López-Cabrera José Daniel, Orozco-Morales Rubén, Portal-Díaz Jorge Armando, Lovelle-Enríquez Orlando, Pérez-Díaz Marlén
Centro de Investigaciones de La Informática, Facultad de Matemática, Física y Computación, Universidad Central "Marta Abreu" de Las Villas, Villa Clara, Santa Clara, Cuba.

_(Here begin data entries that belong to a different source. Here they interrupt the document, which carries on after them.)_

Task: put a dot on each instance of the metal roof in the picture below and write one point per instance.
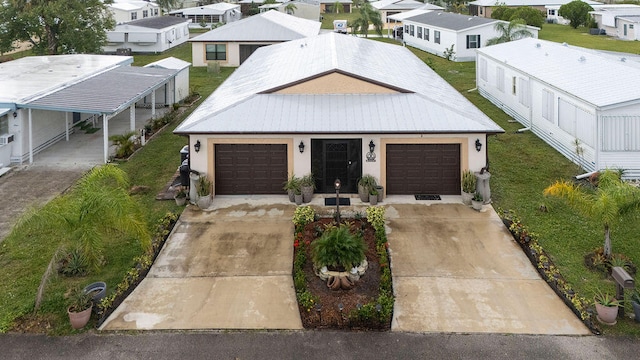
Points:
(106, 93)
(396, 4)
(594, 78)
(267, 26)
(170, 63)
(423, 98)
(450, 21)
(527, 2)
(31, 76)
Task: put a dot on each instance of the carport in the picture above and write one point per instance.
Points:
(105, 95)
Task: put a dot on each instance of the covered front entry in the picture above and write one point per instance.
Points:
(333, 159)
(242, 169)
(423, 169)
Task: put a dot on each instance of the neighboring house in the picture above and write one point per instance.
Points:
(436, 31)
(233, 43)
(321, 105)
(43, 97)
(209, 15)
(582, 103)
(303, 9)
(393, 7)
(329, 6)
(178, 92)
(130, 10)
(622, 21)
(484, 8)
(152, 35)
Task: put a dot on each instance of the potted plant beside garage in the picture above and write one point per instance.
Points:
(468, 186)
(203, 189)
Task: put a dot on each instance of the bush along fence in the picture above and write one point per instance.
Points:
(548, 270)
(135, 275)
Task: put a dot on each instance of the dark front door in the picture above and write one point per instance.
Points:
(336, 159)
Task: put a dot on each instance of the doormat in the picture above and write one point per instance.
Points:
(427, 197)
(332, 201)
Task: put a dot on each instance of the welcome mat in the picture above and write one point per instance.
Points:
(332, 201)
(427, 197)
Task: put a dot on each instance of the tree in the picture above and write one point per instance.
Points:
(167, 5)
(98, 209)
(55, 26)
(610, 202)
(513, 30)
(367, 15)
(577, 12)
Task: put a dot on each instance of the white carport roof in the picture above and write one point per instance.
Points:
(423, 101)
(107, 93)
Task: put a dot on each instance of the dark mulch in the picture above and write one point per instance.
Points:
(328, 316)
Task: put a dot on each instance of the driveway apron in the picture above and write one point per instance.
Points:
(459, 270)
(229, 268)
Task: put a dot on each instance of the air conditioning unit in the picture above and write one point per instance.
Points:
(6, 138)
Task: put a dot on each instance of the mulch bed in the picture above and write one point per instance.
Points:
(328, 314)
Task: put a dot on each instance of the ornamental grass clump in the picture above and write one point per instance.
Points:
(337, 247)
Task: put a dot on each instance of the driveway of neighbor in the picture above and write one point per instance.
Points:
(228, 268)
(459, 270)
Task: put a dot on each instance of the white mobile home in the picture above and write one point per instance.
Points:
(584, 104)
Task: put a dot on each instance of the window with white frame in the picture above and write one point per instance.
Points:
(500, 78)
(473, 41)
(548, 103)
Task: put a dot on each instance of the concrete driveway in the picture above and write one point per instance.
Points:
(458, 270)
(229, 268)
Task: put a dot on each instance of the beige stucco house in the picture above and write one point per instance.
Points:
(320, 105)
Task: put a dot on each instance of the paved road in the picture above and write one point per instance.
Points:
(311, 345)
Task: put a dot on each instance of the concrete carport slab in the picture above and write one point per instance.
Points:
(229, 268)
(458, 270)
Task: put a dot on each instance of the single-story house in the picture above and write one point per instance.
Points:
(207, 16)
(326, 108)
(180, 90)
(43, 97)
(620, 21)
(484, 8)
(151, 35)
(233, 43)
(329, 6)
(303, 9)
(392, 7)
(582, 103)
(129, 10)
(437, 32)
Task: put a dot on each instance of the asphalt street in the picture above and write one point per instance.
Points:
(311, 345)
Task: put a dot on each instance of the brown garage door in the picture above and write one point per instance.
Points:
(423, 169)
(250, 168)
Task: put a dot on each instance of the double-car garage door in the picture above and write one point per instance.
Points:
(242, 169)
(423, 169)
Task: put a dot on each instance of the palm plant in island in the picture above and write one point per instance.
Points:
(609, 203)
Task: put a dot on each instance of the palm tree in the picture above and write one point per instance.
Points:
(513, 30)
(99, 208)
(367, 15)
(610, 202)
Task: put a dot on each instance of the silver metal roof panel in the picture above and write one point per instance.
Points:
(595, 78)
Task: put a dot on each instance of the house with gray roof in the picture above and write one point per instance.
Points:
(231, 44)
(439, 33)
(583, 103)
(43, 98)
(320, 105)
(150, 35)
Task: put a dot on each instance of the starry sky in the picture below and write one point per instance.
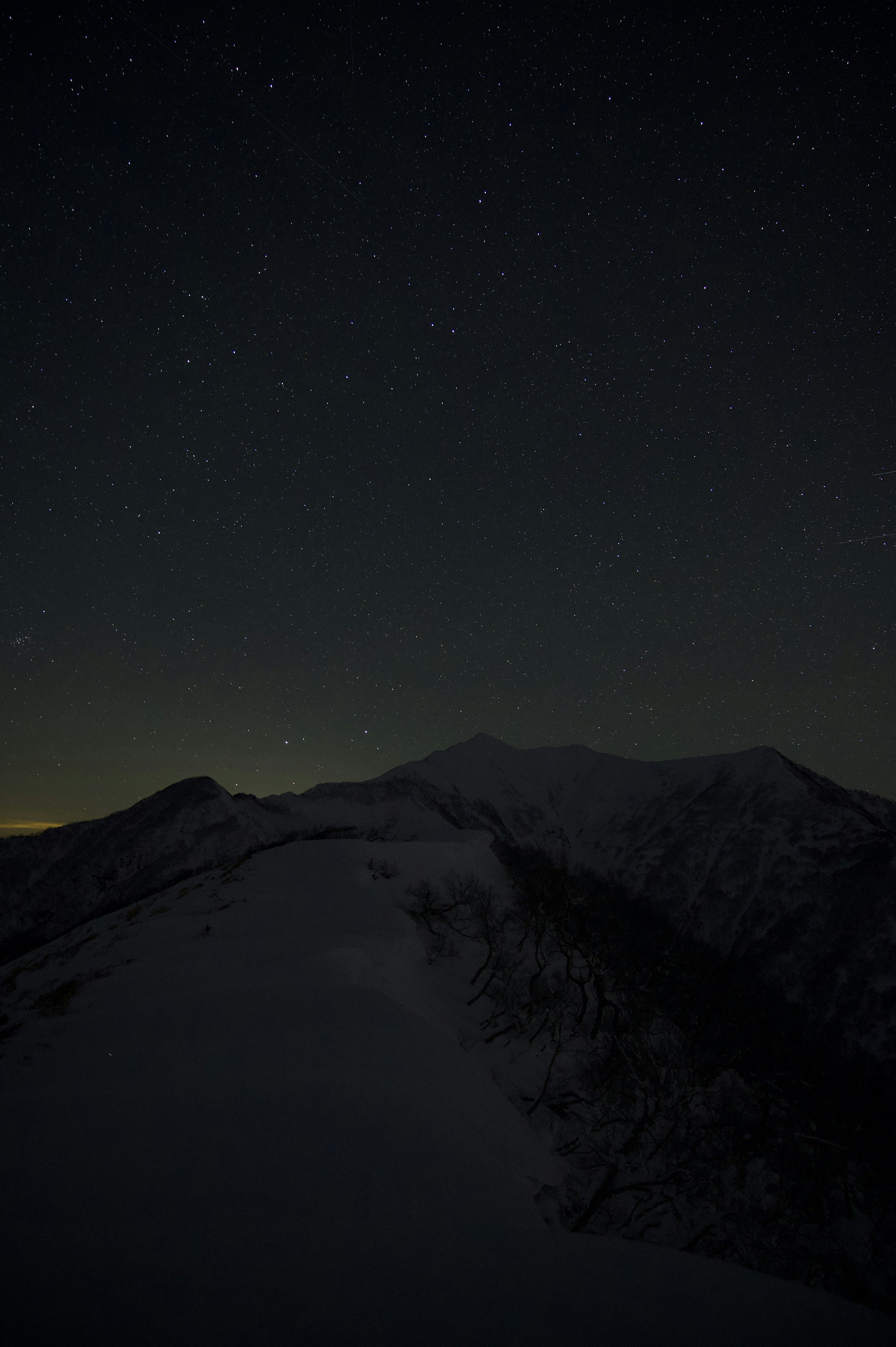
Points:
(381, 375)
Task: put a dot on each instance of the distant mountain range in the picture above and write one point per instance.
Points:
(751, 853)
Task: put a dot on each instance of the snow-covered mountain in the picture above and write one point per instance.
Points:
(247, 1112)
(748, 852)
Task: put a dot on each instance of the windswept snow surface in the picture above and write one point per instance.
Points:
(240, 1115)
(748, 852)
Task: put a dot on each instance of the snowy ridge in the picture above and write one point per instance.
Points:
(754, 855)
(242, 1113)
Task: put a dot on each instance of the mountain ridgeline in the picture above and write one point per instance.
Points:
(684, 980)
(751, 855)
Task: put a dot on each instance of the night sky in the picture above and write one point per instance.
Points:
(376, 378)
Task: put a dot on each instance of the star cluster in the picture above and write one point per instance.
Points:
(469, 371)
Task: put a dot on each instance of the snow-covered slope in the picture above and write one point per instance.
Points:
(240, 1115)
(748, 852)
(52, 882)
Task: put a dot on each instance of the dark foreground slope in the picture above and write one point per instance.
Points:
(248, 1112)
(53, 882)
(750, 853)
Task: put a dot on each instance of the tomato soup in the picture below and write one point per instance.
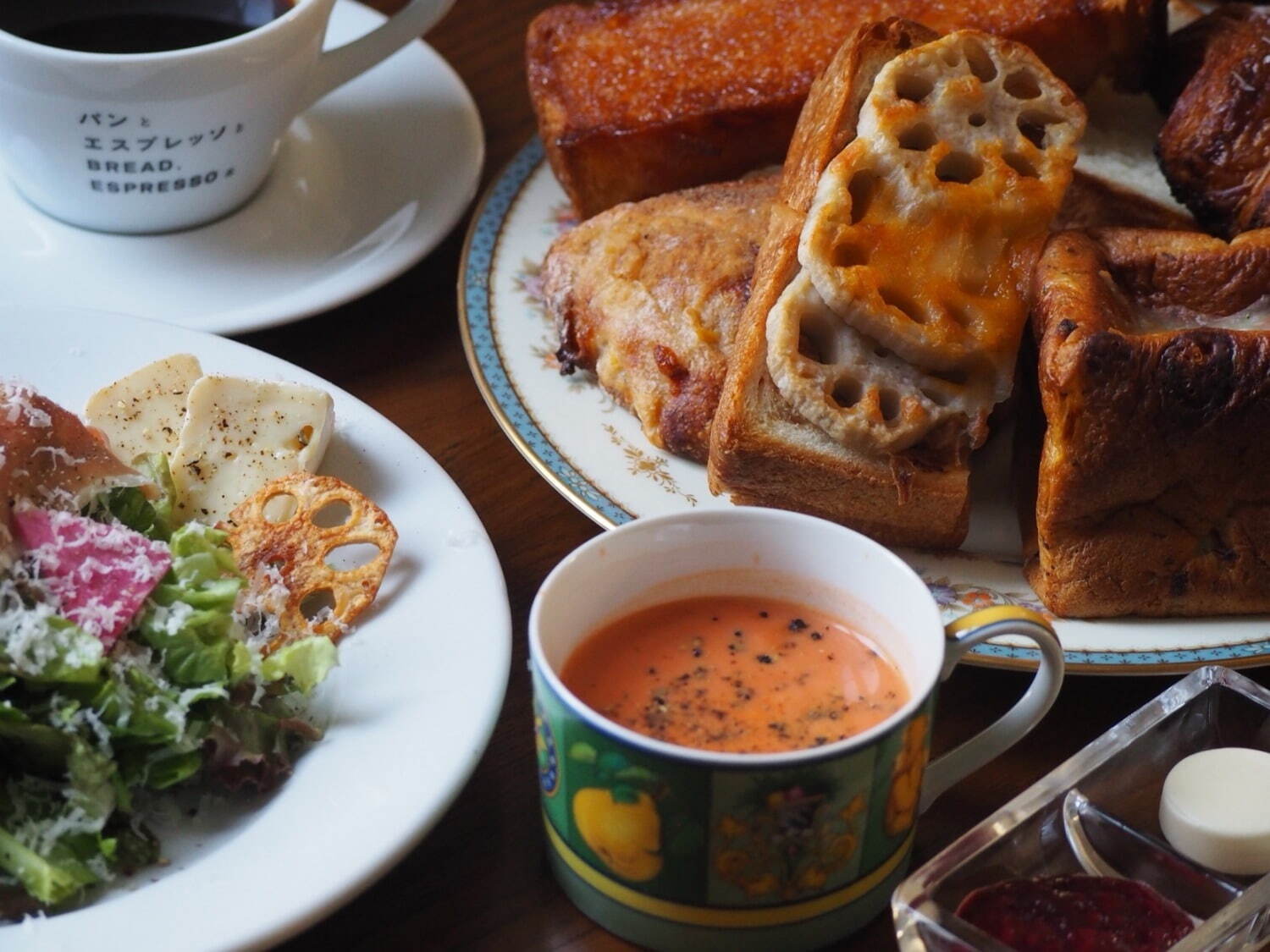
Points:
(736, 673)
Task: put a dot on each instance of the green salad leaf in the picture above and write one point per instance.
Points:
(185, 696)
(190, 617)
(130, 505)
(306, 663)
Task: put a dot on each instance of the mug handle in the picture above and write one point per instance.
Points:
(963, 635)
(340, 65)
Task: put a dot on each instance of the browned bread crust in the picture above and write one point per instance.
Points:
(1214, 147)
(1152, 495)
(640, 96)
(764, 454)
(648, 296)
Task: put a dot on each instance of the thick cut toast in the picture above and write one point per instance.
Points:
(640, 96)
(648, 294)
(1152, 495)
(856, 388)
(1214, 147)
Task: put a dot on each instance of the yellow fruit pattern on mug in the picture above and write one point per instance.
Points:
(627, 837)
(906, 777)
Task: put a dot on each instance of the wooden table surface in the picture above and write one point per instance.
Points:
(480, 878)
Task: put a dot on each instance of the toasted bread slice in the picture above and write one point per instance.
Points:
(1148, 494)
(637, 98)
(648, 296)
(1214, 147)
(818, 413)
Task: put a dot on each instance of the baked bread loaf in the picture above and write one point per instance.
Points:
(889, 294)
(1152, 494)
(1214, 147)
(648, 296)
(640, 96)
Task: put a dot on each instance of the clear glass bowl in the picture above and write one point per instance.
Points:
(1112, 817)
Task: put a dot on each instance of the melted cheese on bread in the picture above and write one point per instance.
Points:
(921, 239)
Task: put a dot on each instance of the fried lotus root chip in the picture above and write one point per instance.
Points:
(919, 240)
(268, 533)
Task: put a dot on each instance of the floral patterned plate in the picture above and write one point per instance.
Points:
(594, 454)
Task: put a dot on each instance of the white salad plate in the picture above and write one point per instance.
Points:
(367, 182)
(596, 454)
(406, 713)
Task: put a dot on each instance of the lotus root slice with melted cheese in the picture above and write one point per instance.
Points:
(916, 251)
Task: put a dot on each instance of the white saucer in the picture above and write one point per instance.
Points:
(367, 182)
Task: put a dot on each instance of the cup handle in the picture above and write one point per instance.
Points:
(338, 66)
(964, 634)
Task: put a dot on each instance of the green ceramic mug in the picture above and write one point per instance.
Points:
(677, 848)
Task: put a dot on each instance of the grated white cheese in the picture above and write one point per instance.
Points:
(27, 637)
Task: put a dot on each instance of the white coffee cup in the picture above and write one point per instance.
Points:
(149, 142)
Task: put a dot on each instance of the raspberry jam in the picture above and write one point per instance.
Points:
(1076, 914)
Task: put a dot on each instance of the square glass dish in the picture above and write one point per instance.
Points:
(1097, 812)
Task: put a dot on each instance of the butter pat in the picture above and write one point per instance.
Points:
(144, 411)
(241, 433)
(1216, 810)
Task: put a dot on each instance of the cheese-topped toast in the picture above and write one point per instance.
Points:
(637, 98)
(648, 294)
(889, 294)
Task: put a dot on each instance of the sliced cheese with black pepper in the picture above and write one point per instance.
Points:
(144, 411)
(241, 433)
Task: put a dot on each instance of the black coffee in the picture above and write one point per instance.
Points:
(135, 25)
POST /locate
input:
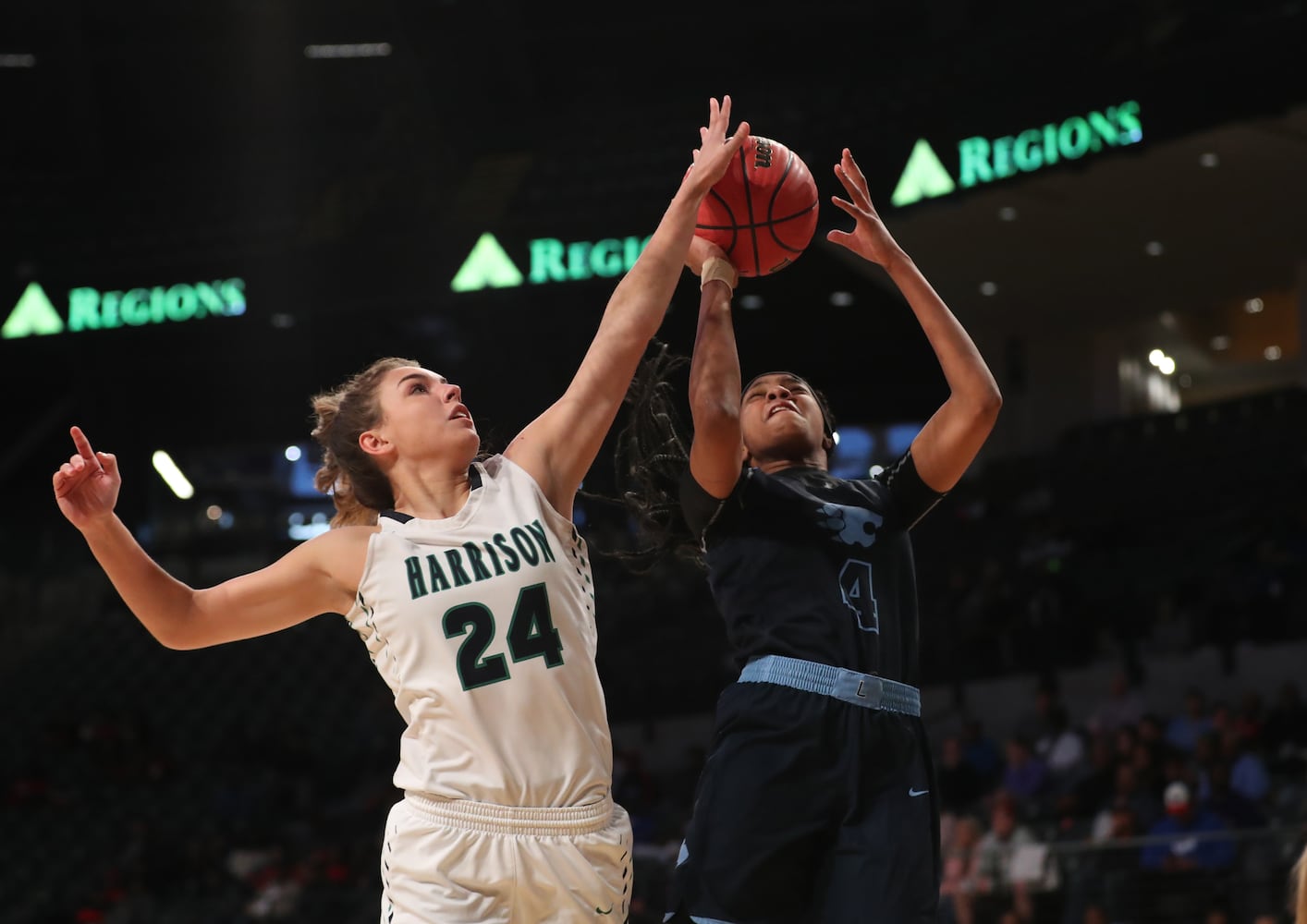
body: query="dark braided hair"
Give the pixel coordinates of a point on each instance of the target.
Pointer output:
(653, 455)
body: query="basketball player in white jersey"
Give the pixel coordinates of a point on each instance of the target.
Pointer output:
(472, 592)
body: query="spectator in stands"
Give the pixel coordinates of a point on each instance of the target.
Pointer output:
(1127, 791)
(1234, 808)
(1186, 728)
(995, 855)
(1107, 879)
(981, 752)
(1060, 748)
(1249, 775)
(960, 872)
(1025, 775)
(1093, 781)
(1187, 852)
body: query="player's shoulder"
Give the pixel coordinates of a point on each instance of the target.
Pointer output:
(343, 540)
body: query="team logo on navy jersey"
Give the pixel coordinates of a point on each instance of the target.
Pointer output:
(851, 526)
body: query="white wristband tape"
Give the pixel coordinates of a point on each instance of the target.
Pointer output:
(716, 268)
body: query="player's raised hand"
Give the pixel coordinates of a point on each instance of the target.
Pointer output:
(701, 251)
(715, 149)
(870, 238)
(87, 485)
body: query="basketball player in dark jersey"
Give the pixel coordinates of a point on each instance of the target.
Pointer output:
(816, 803)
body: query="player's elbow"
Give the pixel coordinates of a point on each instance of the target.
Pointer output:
(176, 638)
(985, 404)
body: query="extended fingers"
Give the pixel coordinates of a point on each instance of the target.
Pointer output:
(740, 136)
(858, 212)
(851, 166)
(81, 444)
(856, 189)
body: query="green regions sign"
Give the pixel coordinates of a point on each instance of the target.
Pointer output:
(548, 261)
(982, 160)
(94, 310)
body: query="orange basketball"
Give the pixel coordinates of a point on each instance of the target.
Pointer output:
(763, 211)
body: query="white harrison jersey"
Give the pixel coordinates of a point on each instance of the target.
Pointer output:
(482, 625)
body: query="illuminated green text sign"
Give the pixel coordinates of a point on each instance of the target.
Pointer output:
(94, 310)
(548, 261)
(983, 160)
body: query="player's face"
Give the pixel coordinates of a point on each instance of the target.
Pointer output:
(423, 416)
(779, 416)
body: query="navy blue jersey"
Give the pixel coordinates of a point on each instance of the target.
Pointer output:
(807, 565)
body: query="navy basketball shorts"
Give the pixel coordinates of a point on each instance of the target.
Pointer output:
(811, 809)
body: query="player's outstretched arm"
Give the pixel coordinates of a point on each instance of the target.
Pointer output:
(954, 434)
(314, 578)
(559, 446)
(716, 451)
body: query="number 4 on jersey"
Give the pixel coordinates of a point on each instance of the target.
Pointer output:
(855, 587)
(531, 634)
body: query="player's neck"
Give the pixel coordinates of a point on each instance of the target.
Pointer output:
(773, 466)
(432, 494)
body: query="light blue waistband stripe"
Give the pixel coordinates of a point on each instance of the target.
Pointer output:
(865, 690)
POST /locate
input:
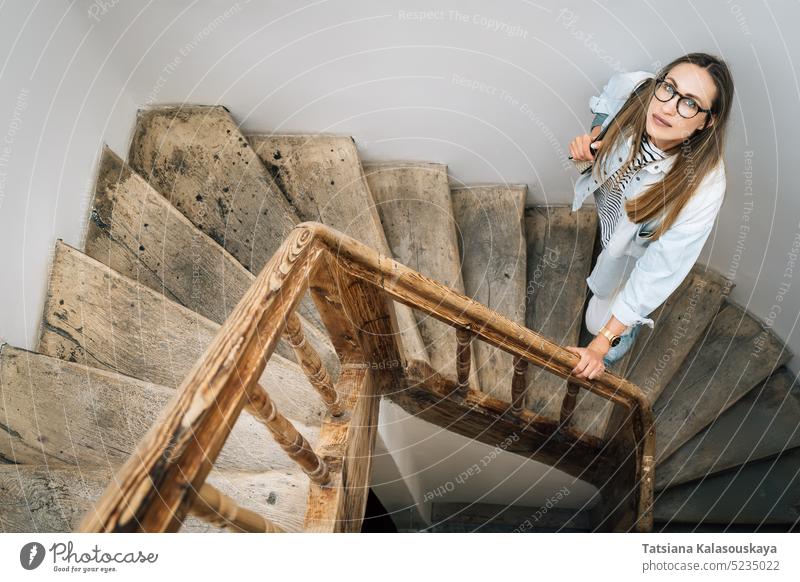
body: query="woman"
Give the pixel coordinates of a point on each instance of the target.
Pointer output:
(656, 202)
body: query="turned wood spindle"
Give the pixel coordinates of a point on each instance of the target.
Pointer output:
(518, 385)
(463, 358)
(287, 436)
(311, 364)
(218, 509)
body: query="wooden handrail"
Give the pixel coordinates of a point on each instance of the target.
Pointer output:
(350, 284)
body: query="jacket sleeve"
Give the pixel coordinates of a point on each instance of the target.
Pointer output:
(615, 93)
(667, 260)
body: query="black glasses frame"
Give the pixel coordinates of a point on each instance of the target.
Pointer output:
(661, 80)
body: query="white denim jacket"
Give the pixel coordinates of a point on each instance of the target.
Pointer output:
(643, 273)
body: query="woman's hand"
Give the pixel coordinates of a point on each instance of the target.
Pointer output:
(591, 363)
(579, 148)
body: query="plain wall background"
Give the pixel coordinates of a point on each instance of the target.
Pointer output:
(496, 91)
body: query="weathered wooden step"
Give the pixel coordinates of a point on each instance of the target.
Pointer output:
(659, 353)
(95, 316)
(413, 201)
(68, 413)
(735, 354)
(763, 492)
(559, 255)
(322, 177)
(199, 160)
(55, 498)
(680, 323)
(138, 233)
(491, 235)
(762, 424)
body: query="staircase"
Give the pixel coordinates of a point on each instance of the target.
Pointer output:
(202, 280)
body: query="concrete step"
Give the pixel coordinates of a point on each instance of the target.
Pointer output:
(62, 412)
(413, 201)
(762, 424)
(322, 177)
(199, 160)
(491, 236)
(762, 493)
(680, 323)
(95, 316)
(559, 254)
(735, 355)
(55, 498)
(138, 233)
(659, 353)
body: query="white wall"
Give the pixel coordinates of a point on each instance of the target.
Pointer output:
(496, 91)
(60, 98)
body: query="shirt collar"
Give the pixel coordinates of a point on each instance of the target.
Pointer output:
(661, 165)
(657, 166)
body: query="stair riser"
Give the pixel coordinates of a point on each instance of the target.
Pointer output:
(95, 316)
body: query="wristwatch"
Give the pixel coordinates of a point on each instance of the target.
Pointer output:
(612, 339)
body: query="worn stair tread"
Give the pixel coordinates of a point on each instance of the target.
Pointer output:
(322, 177)
(95, 316)
(491, 237)
(55, 499)
(416, 212)
(762, 492)
(138, 233)
(199, 160)
(658, 354)
(559, 254)
(679, 324)
(68, 413)
(735, 355)
(762, 424)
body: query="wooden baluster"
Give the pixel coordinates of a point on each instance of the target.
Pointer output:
(286, 435)
(220, 510)
(311, 364)
(518, 385)
(568, 405)
(463, 359)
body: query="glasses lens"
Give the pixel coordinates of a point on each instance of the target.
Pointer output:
(664, 91)
(687, 107)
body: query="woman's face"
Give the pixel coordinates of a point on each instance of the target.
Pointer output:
(691, 81)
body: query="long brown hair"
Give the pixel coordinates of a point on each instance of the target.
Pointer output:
(696, 156)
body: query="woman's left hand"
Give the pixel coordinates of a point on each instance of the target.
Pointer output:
(591, 363)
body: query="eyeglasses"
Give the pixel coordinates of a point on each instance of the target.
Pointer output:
(687, 106)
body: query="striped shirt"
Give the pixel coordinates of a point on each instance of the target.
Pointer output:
(608, 196)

Departamento de Control Automático, Facultad de Ingeniería Eléctrica, Universidad Central "Marta Abreu" de Las Villas, Villa Clara, Santa Clara, Cuba.
Health Technol (Berl). 2021;11(6):1331-1345. doi: 10.1007/s12553-021-00609-8. Epub 2021 Oct 10.
Since the outbreak of the COVID-19 pandemic, computer vision researchers have been working on automatic identification of this disease using radiological images. The results achieved by automatic classification methods far exceed those of human specialists, with sensitivity as high as 100% being reported. However, prestigious radiology societies have stated that the use of this type of imaging alone is not recommended as a diagnostic method. According to some experts the patterns presented in these images are unspecific and subtle, overlapping with other viral pneumonias. This report seeks to evaluate the analysis the robustness and generalizability of different approaches using artificial intelligence, deep learning and computer vision to identify COVID-19 using chest X-rays images. We also seek to alert researchers and reviewers to the issue of "shortcut learning". Recommendations are presented to identify whether COVID-19 automatic classification models are being affected by shortcut learning. Firstly, papers using explainable artificial intelligence methods are reviewed. The results of applying external validation sets are evaluated to determine the generalizability of these methods. Finally, studies that apply traditional computer vision methods to perform the same task are considered. It is evident that using the whole chest X-Ray image or the bounding box of the lungs, the image regions that contribute most to the classification appear outside of the lung region, something that is not likely possible. In addition, although the investigations that evaluated their models on data sets external to the training set, the effectiveness of these models decreased significantly, it may provide a more realistic representation as how the model will perform in the clinic. The results indicate that, so far, the existing models often involve shortcut learning, which makes their use less appropriate in the clinical setting.
自新冠疫情爆发以来,计算机视觉研究人员一直在致力于利用放射图像自动识别这种疾病。自动分类方法取得的结果远远超过人类专家,据报道灵敏度高达100%。然而,著名的放射学会表示,不建议单独使用这种类型的成像作为诊断方法。一些专家认为,这些图像中呈现的模式不具特异性且很微妙,与其他病毒性肺炎重叠。本报告旨在评估使用人工智能、深度学习和计算机视觉通过胸部X光图像识别新冠病毒的不同方法的稳健性和通用性。我们还试图提醒研究人员和审稿人注意“捷径学习”问题。提出了一些建议,以确定新冠病毒自动分类模型是否受到捷径学习的影响。首先,对使用可解释人工智能方法的论文进行了综述。评估应用外部验证集的结果,以确定这些方法的通用性。最后,考虑了应用传统计算机视觉方法执行相同任务的研究。很明显,使用整个胸部X光图像或肺部的边界框时,对分类贡献最大的图像区域出现在肺部区域之外,这是不太可能的。此外,尽管有研究在训练集之外的数据集上评估了他们的模型,但这些模型的有效性显著下降,不过这可能更真实地反映了模型在临床中的表现。结果表明,到目前为止,现有模型常常涉及捷径学习,这使得它们在临床环境中的应用不太合适。